Nonlinear Band Gap Transmission in Optical Waveguide Arrays

TL;DR

This paper investigates how nonlinear effects enable energy transmission in optical waveguide arrays, demonstrating that above a certain intensity threshold, energy can transfer via gap solitons, with potential experimental implications.

Contribution

It introduces a theoretical model showing nonlinear transmission in optical waveguides through gap solitons, extending the concept of nonlinear supratransmission to optical systems.

Findings

Energy transfer occurs above a threshold intensity.

Gap solitons facilitate nonlinear transmission.

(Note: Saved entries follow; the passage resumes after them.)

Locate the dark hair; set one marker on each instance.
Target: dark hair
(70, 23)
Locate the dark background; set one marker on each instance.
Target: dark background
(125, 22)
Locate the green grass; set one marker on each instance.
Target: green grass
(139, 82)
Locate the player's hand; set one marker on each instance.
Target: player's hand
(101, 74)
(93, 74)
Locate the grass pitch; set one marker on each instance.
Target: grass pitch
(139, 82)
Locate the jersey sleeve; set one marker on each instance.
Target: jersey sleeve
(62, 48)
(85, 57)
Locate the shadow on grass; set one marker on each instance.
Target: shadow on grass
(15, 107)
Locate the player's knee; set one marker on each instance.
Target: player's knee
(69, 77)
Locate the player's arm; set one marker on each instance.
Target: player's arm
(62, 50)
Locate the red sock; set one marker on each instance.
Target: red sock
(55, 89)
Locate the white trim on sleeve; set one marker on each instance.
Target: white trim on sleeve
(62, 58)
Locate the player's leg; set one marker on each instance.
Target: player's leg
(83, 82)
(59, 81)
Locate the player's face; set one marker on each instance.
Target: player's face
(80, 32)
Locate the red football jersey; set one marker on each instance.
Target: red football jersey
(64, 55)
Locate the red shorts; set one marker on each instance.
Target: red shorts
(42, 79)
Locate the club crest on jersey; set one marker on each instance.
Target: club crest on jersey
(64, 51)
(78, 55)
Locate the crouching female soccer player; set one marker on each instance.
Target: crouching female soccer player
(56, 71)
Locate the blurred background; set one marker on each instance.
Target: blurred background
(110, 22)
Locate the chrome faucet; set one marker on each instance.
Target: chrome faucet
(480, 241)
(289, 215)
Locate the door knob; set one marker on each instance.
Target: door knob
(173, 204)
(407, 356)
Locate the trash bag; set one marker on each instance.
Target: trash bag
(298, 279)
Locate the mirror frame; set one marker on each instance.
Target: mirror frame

The effect depends on specific index and coupling conditions.

Abstract

The effect of nonlinear transmission in coupled optical waveguide arrays is theoretically investigated via numerical simulations on the corresponding model equations. The realistic experimental setup is suggested injecting the beam in a single boundary waveguide, linear refractive index of which ($n_0$) is larger than one ($n$) of other identical waveguides in the array. Particularly, the effect holds if $\omega(n_0-n)/c>2Q$, where $Q$ is a linear coupling constant between array waveguides, $\omega$ is a carrier wave frequency and $c$ is a light velocity. Making numerical experiments in case of discrete nonlinear Schr\"odinger equation it is shown that the energy transfers from the boundary waveguide to the waveguide array above certain threshold intensity of the injected beam. This effect is explained by means of the creation and propagation of gap solitons in full analogy with the similar phenomenon of nonlinear supratransmission [F. Geniet, J. Leon, PRL, {\bf 89}, 134102, (2002)] in case of discrete sine-Gordon lattice.